With regard to the spectrum of osseous injury in scapulothoracic dissociation, it can be thought of within the framework of the superior shoulder suspensory complex (SSSC) originally described by Goss in 1993 and described in this text in Chapter 17 . The SSSC is a bone and soft tissue ring that comprises the glenoid, distal clavicle, acromion, AC joint, and coracoclavicular ligaments. This ring is held in place by two struts, which impart an element of redundancy: the superior strut is composed of the clavicle shaft and AC joint while the inferior strut is composed of the acromion, scapular spine, and lateral scapula. The SSSC concept posits that “double disruptions,” when the ring fails in two locations, lead to a degree of instability that has decreased potential to heal without surgical intervention. Additionally, this increased degree of instability can lead to further neurovascular compromise in a patient where some degree of vascular compromise or brachial plexus disruption likely already exists.

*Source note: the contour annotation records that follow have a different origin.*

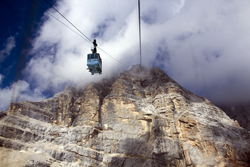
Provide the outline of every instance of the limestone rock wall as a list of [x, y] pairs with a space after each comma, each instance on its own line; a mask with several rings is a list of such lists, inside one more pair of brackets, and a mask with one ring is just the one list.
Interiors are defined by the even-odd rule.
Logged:
[[86, 89], [12, 103], [0, 120], [0, 148], [25, 166], [250, 166], [246, 129], [160, 69], [139, 66]]

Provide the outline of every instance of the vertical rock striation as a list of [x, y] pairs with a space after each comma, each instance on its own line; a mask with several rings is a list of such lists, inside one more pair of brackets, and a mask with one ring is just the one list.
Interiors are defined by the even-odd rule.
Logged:
[[[12, 103], [0, 154], [25, 166], [250, 166], [250, 133], [158, 68]], [[12, 163], [5, 159], [0, 166]]]

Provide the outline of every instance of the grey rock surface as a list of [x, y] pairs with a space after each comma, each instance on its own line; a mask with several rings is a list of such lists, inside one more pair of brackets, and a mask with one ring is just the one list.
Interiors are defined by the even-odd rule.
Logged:
[[246, 129], [160, 69], [139, 66], [12, 103], [0, 148], [0, 166], [250, 166]]

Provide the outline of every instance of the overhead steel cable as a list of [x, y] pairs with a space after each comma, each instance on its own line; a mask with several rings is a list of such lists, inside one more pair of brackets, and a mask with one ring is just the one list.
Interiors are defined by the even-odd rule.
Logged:
[[[75, 29], [77, 29], [77, 31], [79, 31], [86, 39], [88, 39], [89, 42], [92, 43], [92, 41], [85, 35], [83, 34], [72, 22], [70, 22], [61, 12], [59, 12], [53, 5], [51, 5], [47, 0], [45, 0], [45, 2], [47, 2], [57, 13], [59, 13], [65, 20], [67, 20]], [[107, 56], [109, 56], [110, 58], [112, 58], [113, 60], [115, 60], [117, 63], [119, 63], [120, 65], [122, 65], [124, 68], [126, 68], [127, 66], [124, 65], [123, 63], [121, 63], [119, 60], [115, 59], [113, 56], [111, 56], [110, 54], [108, 54], [107, 52], [105, 52], [103, 49], [101, 49], [100, 47], [98, 47], [101, 51], [103, 51]]]
[[64, 26], [66, 26], [68, 29], [70, 29], [71, 31], [73, 31], [74, 33], [76, 33], [77, 35], [79, 35], [80, 37], [82, 37], [84, 40], [86, 40], [87, 42], [89, 42], [89, 40], [87, 40], [86, 38], [84, 38], [82, 35], [80, 35], [78, 32], [76, 32], [75, 30], [73, 30], [72, 28], [70, 28], [67, 24], [63, 23], [61, 20], [59, 20], [58, 18], [56, 18], [55, 16], [53, 16], [52, 14], [50, 14], [49, 12], [47, 12], [46, 9], [44, 9], [43, 7], [41, 7], [39, 4], [37, 4], [36, 2], [34, 2], [33, 0], [30, 0], [32, 3], [34, 3], [35, 5], [37, 5], [40, 9], [42, 9], [45, 13], [47, 13], [48, 15], [50, 15], [51, 17], [53, 17], [54, 19], [56, 19], [57, 21], [59, 21], [61, 24], [63, 24]]
[[140, 0], [138, 0], [138, 17], [139, 17], [139, 45], [140, 45], [140, 66], [141, 66], [141, 11]]
[[105, 52], [102, 48], [98, 47], [98, 49], [100, 49], [103, 53], [105, 53], [107, 56], [109, 56], [110, 58], [112, 58], [114, 61], [116, 61], [117, 63], [119, 63], [120, 65], [122, 65], [124, 68], [128, 68], [128, 66], [126, 66], [125, 64], [121, 63], [120, 61], [116, 60], [114, 57], [112, 57], [110, 54], [108, 54], [107, 52]]
[[47, 0], [45, 0], [45, 2], [47, 2], [47, 4], [49, 4], [53, 9], [55, 9], [55, 11], [57, 13], [59, 13], [65, 20], [67, 20], [73, 27], [75, 27], [75, 29], [77, 29], [85, 38], [87, 38], [91, 43], [92, 41], [85, 35], [83, 34], [73, 23], [71, 23], [71, 21], [69, 21], [61, 12], [59, 12], [53, 5], [51, 5]]

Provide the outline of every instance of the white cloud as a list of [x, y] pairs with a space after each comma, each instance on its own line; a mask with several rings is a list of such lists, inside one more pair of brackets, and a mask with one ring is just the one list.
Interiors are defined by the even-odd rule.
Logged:
[[0, 110], [7, 110], [11, 101], [39, 101], [44, 98], [39, 88], [32, 90], [29, 83], [19, 80], [10, 87], [0, 89]]
[[[112, 11], [101, 0], [61, 0], [55, 7], [117, 60], [128, 67], [138, 64], [137, 1], [108, 2]], [[69, 25], [54, 10], [49, 12]], [[141, 1], [142, 63], [161, 67], [184, 87], [215, 102], [250, 99], [244, 93], [250, 85], [249, 17], [248, 0]], [[90, 46], [45, 15], [26, 72], [39, 89], [57, 92], [65, 83], [87, 84], [127, 69], [99, 51], [103, 75], [91, 76], [86, 70]]]
[[3, 78], [4, 78], [4, 76], [2, 74], [0, 74], [0, 85], [2, 84]]
[[4, 49], [0, 51], [0, 63], [3, 62], [3, 60], [10, 55], [10, 52], [12, 49], [16, 46], [15, 38], [13, 36], [10, 36], [6, 43], [4, 44]]

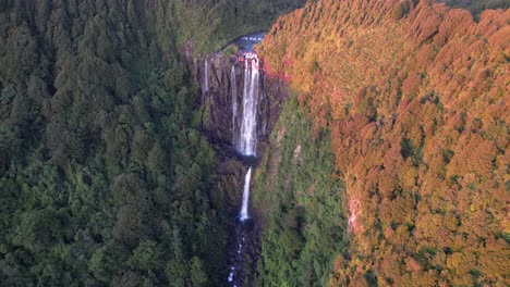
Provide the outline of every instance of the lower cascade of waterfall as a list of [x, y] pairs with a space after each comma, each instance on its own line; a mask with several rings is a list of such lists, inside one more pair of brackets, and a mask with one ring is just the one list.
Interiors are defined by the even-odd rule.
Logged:
[[[257, 38], [258, 41], [260, 39]], [[230, 86], [232, 89], [232, 144], [241, 155], [255, 158], [257, 153], [257, 109], [260, 100], [259, 60], [253, 51], [243, 52], [239, 60], [241, 60], [240, 62], [244, 62], [242, 100], [238, 101], [235, 64], [232, 66], [230, 75]], [[235, 230], [235, 253], [232, 253], [232, 258], [230, 259], [229, 286], [242, 286], [244, 280], [243, 264], [244, 253], [248, 245], [247, 240], [250, 239], [246, 222], [251, 222], [250, 187], [253, 167], [250, 165], [244, 176], [242, 205], [238, 215], [238, 227]]]
[[252, 180], [252, 167], [248, 169], [246, 176], [244, 177], [243, 205], [241, 207], [241, 212], [239, 213], [239, 220], [242, 222], [245, 220], [250, 220], [247, 205], [248, 205], [248, 200], [250, 200], [250, 182], [251, 180]]

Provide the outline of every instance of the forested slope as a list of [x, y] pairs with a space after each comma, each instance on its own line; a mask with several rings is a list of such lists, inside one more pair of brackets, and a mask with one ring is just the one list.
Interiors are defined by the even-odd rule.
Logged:
[[[267, 73], [300, 93], [316, 137], [331, 134], [345, 180], [351, 245], [330, 284], [510, 284], [509, 22], [427, 0], [323, 0], [268, 33]], [[263, 267], [274, 283], [281, 267]]]
[[224, 282], [217, 160], [181, 52], [299, 1], [234, 2], [0, 2], [1, 286]]

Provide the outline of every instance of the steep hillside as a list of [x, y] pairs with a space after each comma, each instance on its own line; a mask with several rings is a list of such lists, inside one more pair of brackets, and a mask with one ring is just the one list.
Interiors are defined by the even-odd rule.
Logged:
[[239, 2], [0, 1], [0, 286], [224, 284], [189, 60], [303, 1]]
[[509, 22], [323, 0], [268, 33], [266, 72], [299, 92], [315, 137], [331, 134], [345, 182], [351, 247], [332, 285], [510, 284]]

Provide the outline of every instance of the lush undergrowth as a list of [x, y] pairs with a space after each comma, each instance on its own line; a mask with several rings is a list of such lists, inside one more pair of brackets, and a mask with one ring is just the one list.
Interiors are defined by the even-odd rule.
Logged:
[[182, 53], [295, 1], [233, 2], [0, 1], [1, 286], [224, 283], [217, 157]]
[[326, 130], [289, 100], [270, 137], [254, 183], [262, 214], [258, 286], [325, 286], [336, 254], [348, 245], [343, 184]]

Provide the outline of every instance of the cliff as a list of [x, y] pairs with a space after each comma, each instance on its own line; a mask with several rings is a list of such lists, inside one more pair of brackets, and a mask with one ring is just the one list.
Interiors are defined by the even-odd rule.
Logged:
[[509, 22], [426, 0], [309, 1], [257, 48], [314, 136], [331, 134], [351, 239], [331, 285], [510, 284]]

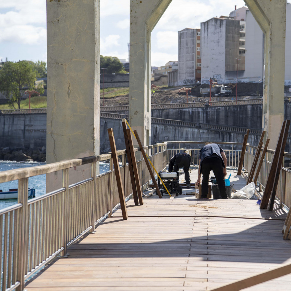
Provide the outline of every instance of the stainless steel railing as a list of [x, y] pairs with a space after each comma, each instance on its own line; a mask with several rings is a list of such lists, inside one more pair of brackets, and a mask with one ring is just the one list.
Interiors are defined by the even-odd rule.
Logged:
[[[244, 156], [244, 164], [245, 169], [247, 171], [250, 171], [257, 147], [249, 144], [248, 145], [247, 147]], [[270, 173], [274, 152], [274, 151], [273, 150], [268, 149], [267, 150], [266, 156], [264, 159], [258, 178], [257, 182], [260, 189], [263, 190], [265, 189]], [[280, 206], [285, 206], [288, 209], [291, 206], [291, 170], [285, 168], [284, 164], [285, 160], [290, 159], [291, 153], [284, 152], [276, 192], [276, 198], [279, 202]], [[257, 170], [258, 164], [258, 162], [255, 173]]]
[[[144, 147], [158, 171], [166, 166], [166, 143]], [[117, 155], [128, 198], [132, 191], [126, 152], [118, 151]], [[97, 163], [106, 160], [109, 170], [96, 175]], [[91, 164], [91, 178], [69, 185], [69, 169], [87, 164]], [[146, 185], [151, 178], [144, 160], [139, 160], [138, 166], [141, 184]], [[29, 177], [58, 171], [63, 173], [61, 188], [28, 201]], [[0, 290], [6, 291], [23, 290], [26, 279], [56, 256], [66, 257], [69, 246], [92, 232], [119, 203], [110, 154], [0, 172], [0, 183], [15, 180], [18, 203], [0, 210]]]

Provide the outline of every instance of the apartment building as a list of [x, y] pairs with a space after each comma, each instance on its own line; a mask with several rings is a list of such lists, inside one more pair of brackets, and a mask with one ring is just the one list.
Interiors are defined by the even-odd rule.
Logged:
[[200, 30], [185, 28], [178, 32], [178, 84], [195, 84], [201, 78]]

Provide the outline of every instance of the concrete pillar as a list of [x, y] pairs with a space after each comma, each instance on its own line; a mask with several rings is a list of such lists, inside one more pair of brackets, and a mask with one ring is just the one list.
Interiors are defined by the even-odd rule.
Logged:
[[145, 145], [150, 143], [151, 34], [171, 1], [130, 1], [130, 124]]
[[[48, 163], [99, 153], [99, 8], [100, 0], [47, 0]], [[70, 184], [90, 176], [82, 167]], [[61, 181], [61, 173], [47, 175], [47, 191]]]
[[265, 35], [263, 129], [274, 149], [284, 117], [286, 0], [245, 0]]

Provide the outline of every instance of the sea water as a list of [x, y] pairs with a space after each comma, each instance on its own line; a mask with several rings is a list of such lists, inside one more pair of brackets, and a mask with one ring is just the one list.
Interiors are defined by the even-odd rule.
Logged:
[[[45, 162], [13, 162], [0, 161], [0, 172], [14, 170], [28, 167], [42, 166], [46, 164]], [[100, 163], [100, 172], [104, 173], [109, 170], [109, 164], [102, 162]], [[40, 175], [28, 178], [29, 188], [35, 189], [35, 196], [37, 197], [45, 194], [46, 175]], [[9, 189], [18, 188], [18, 181], [15, 180], [4, 183], [0, 183], [0, 190], [3, 192], [9, 191]], [[0, 209], [8, 207], [17, 203], [17, 199], [0, 199]]]

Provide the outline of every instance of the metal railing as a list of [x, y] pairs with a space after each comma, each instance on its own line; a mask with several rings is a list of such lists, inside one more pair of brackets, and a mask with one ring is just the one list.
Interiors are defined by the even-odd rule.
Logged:
[[[242, 143], [241, 142], [217, 142], [214, 141], [213, 142], [220, 145], [225, 152], [227, 159], [227, 167], [228, 168], [238, 167], [241, 156]], [[167, 141], [167, 146], [170, 144], [173, 144], [174, 145], [174, 147], [175, 144], [179, 144], [178, 147], [176, 148], [167, 149], [167, 160], [168, 162], [169, 161], [172, 157], [178, 152], [186, 152], [191, 156], [191, 162], [193, 163], [192, 164], [194, 164], [197, 166], [199, 164], [199, 151], [204, 146], [205, 143], [205, 141]], [[181, 148], [181, 145], [188, 145], [191, 144], [200, 147], [196, 148]]]
[[[166, 143], [145, 147], [158, 171], [166, 164]], [[139, 149], [135, 149], [135, 151]], [[132, 193], [126, 152], [117, 151], [125, 196]], [[96, 164], [109, 160], [109, 170], [96, 175]], [[69, 169], [91, 165], [91, 177], [69, 185]], [[141, 184], [151, 180], [144, 160], [138, 161]], [[66, 255], [68, 247], [85, 233], [92, 232], [100, 220], [110, 216], [119, 198], [111, 154], [0, 172], [0, 183], [18, 180], [16, 205], [0, 210], [0, 290], [23, 290], [26, 279], [58, 255]], [[62, 187], [28, 200], [29, 177], [62, 171]]]
[[[244, 156], [244, 165], [245, 170], [249, 172], [255, 158], [257, 147], [248, 144]], [[261, 150], [261, 154], [262, 150]], [[274, 151], [268, 149], [260, 170], [257, 183], [260, 190], [263, 190], [267, 183], [271, 167]], [[291, 153], [285, 152], [281, 166], [279, 181], [276, 192], [276, 199], [279, 202], [280, 206], [285, 206], [289, 209], [291, 206], [291, 170], [284, 167], [285, 160], [291, 159]], [[255, 173], [256, 173], [259, 162], [257, 163]]]

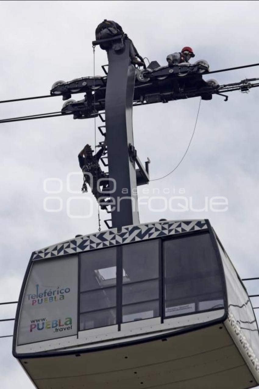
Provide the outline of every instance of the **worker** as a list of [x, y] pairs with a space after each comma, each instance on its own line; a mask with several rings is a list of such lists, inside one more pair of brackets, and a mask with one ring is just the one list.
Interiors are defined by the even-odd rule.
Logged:
[[181, 53], [174, 53], [169, 54], [166, 58], [169, 66], [172, 66], [176, 64], [182, 63], [183, 62], [189, 62], [191, 58], [195, 56], [191, 47], [185, 46], [182, 49]]
[[[97, 26], [96, 30], [96, 37], [97, 40], [106, 39], [120, 35], [122, 36], [123, 39], [127, 38], [130, 42], [130, 56], [131, 59], [132, 63], [138, 66], [143, 66], [146, 68], [144, 60], [139, 54], [132, 40], [129, 38], [127, 34], [125, 33], [119, 24], [113, 21], [113, 20], [107, 20], [106, 19], [104, 19], [103, 22]], [[103, 50], [107, 51], [110, 46], [110, 42], [109, 41], [103, 42], [101, 44], [100, 47]]]
[[[83, 184], [82, 192], [87, 191], [87, 184], [90, 186], [90, 175], [92, 178], [92, 186], [91, 187], [94, 195], [98, 199], [99, 196], [97, 187], [97, 182], [100, 178], [107, 177], [107, 174], [101, 170], [99, 164], [99, 160], [103, 156], [106, 150], [106, 142], [105, 141], [102, 145], [100, 150], [95, 155], [93, 155], [93, 151], [89, 144], [86, 145], [81, 150], [78, 156], [80, 167], [83, 173]], [[89, 174], [87, 174], [89, 173]]]

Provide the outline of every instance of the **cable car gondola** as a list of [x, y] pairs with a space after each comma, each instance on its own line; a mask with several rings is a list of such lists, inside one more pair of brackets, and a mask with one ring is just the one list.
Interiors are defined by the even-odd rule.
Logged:
[[39, 389], [254, 387], [247, 293], [207, 220], [78, 237], [33, 252], [13, 353]]

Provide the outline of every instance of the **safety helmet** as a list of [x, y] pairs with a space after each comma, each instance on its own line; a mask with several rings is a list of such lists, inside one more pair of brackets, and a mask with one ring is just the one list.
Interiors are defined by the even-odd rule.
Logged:
[[191, 57], [193, 57], [195, 56], [195, 54], [193, 53], [193, 50], [191, 47], [189, 47], [189, 46], [185, 46], [182, 49], [181, 53], [183, 53], [184, 51], [189, 51], [189, 53], [191, 53]]

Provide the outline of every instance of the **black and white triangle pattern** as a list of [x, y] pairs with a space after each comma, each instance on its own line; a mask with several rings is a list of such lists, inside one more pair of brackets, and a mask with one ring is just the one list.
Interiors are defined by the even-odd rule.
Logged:
[[120, 233], [114, 228], [85, 235], [53, 245], [33, 253], [33, 260], [58, 257], [66, 254], [110, 247], [122, 243], [140, 242], [184, 232], [207, 228], [204, 220], [158, 222], [122, 227]]

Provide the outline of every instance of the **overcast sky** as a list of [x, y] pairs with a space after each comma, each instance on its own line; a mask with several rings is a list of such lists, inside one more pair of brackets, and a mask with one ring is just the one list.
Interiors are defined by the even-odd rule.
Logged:
[[[259, 11], [257, 1], [2, 1], [0, 100], [48, 94], [58, 80], [93, 75], [91, 42], [104, 18], [119, 23], [143, 56], [161, 65], [185, 46], [193, 48], [195, 60], [207, 60], [211, 70], [259, 62]], [[103, 74], [106, 55], [97, 47], [96, 74]], [[235, 82], [259, 77], [259, 69], [213, 76], [220, 84]], [[259, 276], [259, 88], [229, 94], [227, 102], [219, 96], [202, 101], [185, 158], [172, 175], [148, 187], [149, 196], [158, 188], [168, 200], [184, 188], [196, 209], [204, 208], [206, 197], [224, 196], [228, 210], [151, 212], [142, 206], [141, 222], [209, 218], [240, 276]], [[59, 111], [63, 103], [56, 97], [1, 104], [0, 118]], [[196, 98], [134, 109], [135, 145], [143, 162], [150, 159], [151, 179], [166, 174], [182, 158], [198, 104]], [[5, 301], [17, 299], [33, 251], [97, 230], [96, 207], [88, 219], [71, 219], [66, 212], [71, 196], [79, 199], [73, 202], [73, 215], [88, 212], [83, 197], [91, 195], [70, 193], [66, 179], [69, 173], [80, 173], [77, 155], [85, 144], [94, 146], [94, 121], [69, 116], [2, 124], [0, 139], [0, 300]], [[58, 212], [43, 209], [44, 198], [56, 195], [43, 189], [44, 180], [52, 178], [63, 183], [56, 195], [63, 202]], [[80, 189], [82, 181], [75, 176], [71, 188]], [[165, 188], [169, 193], [163, 195]], [[101, 217], [104, 230], [105, 212]], [[258, 283], [247, 285], [249, 292], [258, 293]], [[2, 307], [0, 318], [14, 317], [16, 308]], [[12, 334], [12, 323], [1, 323], [0, 335]], [[0, 342], [2, 387], [34, 387], [12, 356], [12, 338]]]

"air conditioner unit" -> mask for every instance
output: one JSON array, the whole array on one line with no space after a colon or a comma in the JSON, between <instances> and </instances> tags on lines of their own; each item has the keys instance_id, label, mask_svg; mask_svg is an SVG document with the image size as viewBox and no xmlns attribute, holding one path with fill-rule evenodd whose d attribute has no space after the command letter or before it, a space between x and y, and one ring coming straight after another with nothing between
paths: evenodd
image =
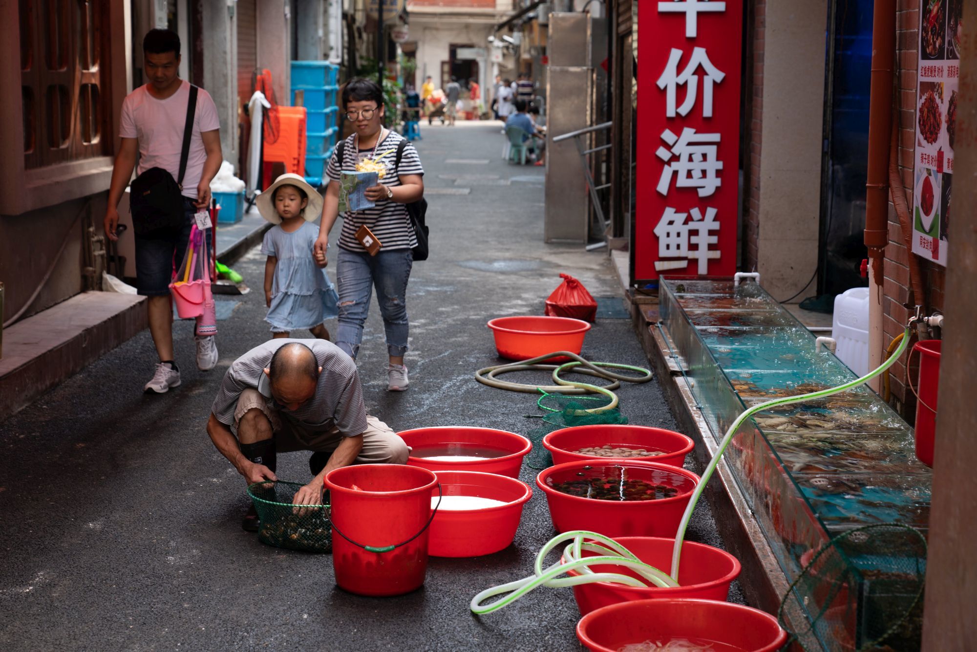
<instances>
[{"instance_id":1,"label":"air conditioner unit","mask_svg":"<svg viewBox=\"0 0 977 652\"><path fill-rule=\"evenodd\" d=\"M538 14L536 22L539 24L549 24L549 13L551 11L553 11L553 4L549 2L544 2L536 7L536 12Z\"/></svg>"}]
</instances>

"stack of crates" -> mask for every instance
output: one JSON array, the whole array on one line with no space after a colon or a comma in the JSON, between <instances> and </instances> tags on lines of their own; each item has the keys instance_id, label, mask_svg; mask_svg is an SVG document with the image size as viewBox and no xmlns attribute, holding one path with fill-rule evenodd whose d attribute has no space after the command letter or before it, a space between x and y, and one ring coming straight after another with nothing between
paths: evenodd
<instances>
[{"instance_id":1,"label":"stack of crates","mask_svg":"<svg viewBox=\"0 0 977 652\"><path fill-rule=\"evenodd\" d=\"M322 185L326 162L336 147L338 82L338 65L328 62L292 62L292 104L301 91L307 111L305 178L317 188Z\"/></svg>"}]
</instances>

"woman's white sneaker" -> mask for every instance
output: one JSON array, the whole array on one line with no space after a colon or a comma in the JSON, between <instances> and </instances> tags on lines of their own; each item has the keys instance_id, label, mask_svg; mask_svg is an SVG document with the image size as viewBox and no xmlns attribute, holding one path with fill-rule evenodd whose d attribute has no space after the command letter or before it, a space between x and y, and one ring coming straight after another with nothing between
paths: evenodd
<instances>
[{"instance_id":1,"label":"woman's white sneaker","mask_svg":"<svg viewBox=\"0 0 977 652\"><path fill-rule=\"evenodd\" d=\"M170 387L180 385L180 371L170 367L169 363L156 363L156 371L152 374L152 379L146 383L143 388L147 394L155 392L165 394L170 391Z\"/></svg>"},{"instance_id":2,"label":"woman's white sneaker","mask_svg":"<svg viewBox=\"0 0 977 652\"><path fill-rule=\"evenodd\" d=\"M213 335L196 338L196 368L209 371L217 364L217 342Z\"/></svg>"},{"instance_id":3,"label":"woman's white sneaker","mask_svg":"<svg viewBox=\"0 0 977 652\"><path fill-rule=\"evenodd\" d=\"M403 392L407 388L407 368L404 365L387 366L387 391Z\"/></svg>"}]
</instances>

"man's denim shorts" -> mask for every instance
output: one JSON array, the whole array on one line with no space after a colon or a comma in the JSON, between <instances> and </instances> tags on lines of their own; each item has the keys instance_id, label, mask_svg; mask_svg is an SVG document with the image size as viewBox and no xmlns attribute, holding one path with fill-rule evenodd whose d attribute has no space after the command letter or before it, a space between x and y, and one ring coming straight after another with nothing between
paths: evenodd
<instances>
[{"instance_id":1,"label":"man's denim shorts","mask_svg":"<svg viewBox=\"0 0 977 652\"><path fill-rule=\"evenodd\" d=\"M193 199L184 197L184 224L180 231L152 238L136 236L136 289L144 296L165 296L170 293L173 270L183 262L193 227L196 207ZM210 233L210 230L208 230Z\"/></svg>"}]
</instances>

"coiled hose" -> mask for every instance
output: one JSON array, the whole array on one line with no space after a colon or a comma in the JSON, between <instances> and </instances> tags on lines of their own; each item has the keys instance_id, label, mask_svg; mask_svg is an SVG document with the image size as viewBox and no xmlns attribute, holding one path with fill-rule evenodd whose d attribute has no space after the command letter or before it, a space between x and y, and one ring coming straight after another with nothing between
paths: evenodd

Initial radiographic evaluation should begin with a well-centered chest X-ray to look for lateral displacement of the scapula (a finding that is considered pathognomonic for scapulothoracic dissociation). Lateral displacement of the scapula is quantified by the scapular index. This is obtained by measuring the distance from the medial border of the scapula to the thoracic spinous process, then obtaining the ratio between the measurement of the injured side compared with that of the uninjured side. A ratio of ≥1.29 on chest X-ray without rotation is consistent with scapulothoracic dissociation. Rotation can be assessed by observing how the thoracic spinous processes line up with the sternum. Diagnosis is generally confirmed with dedicated radiographs of the scapula as well as computed tomography (CT) of the injured extremity ( Fig. 18.4 ).

On physical examination, this injury typically presents as severe swelling about the shoulder due to the hematoma formation that results from the significant soft tissue damage that is characteristic of this injury. Inspection of the shoulder girdle should be followed by a thorough vascular examination to assess perfusion of the limb. Initial assessment of perfusion should begin with palpation, Doppler evaluation, and brachial-brachial indices, followed by angiography to evaluate for injury to the subclavian, axillary, or brachial vessels.

Once determined that the patient is hemodynamically stabilized, a very thorough neurologic examination must be performed to determine the presence of incomplete or complete brachial plexus injury. As mentioned earlier, the vascular injury is a life- and limb-threatening event that often required emergent exploration and surgical treatment, but the severity of brachial plexus injury determines the long-term disability. Preganglionic neurologic injuries can present with weakness of the serratus anterior, rhomboids, and levator scapula, as well as with potential Horner’s syndrome (miosis, ptosis, and anhidrosis). Magnetic resonance imaging (MRI) or CT myelogram can be performed to evaluate for nerve root avulsion.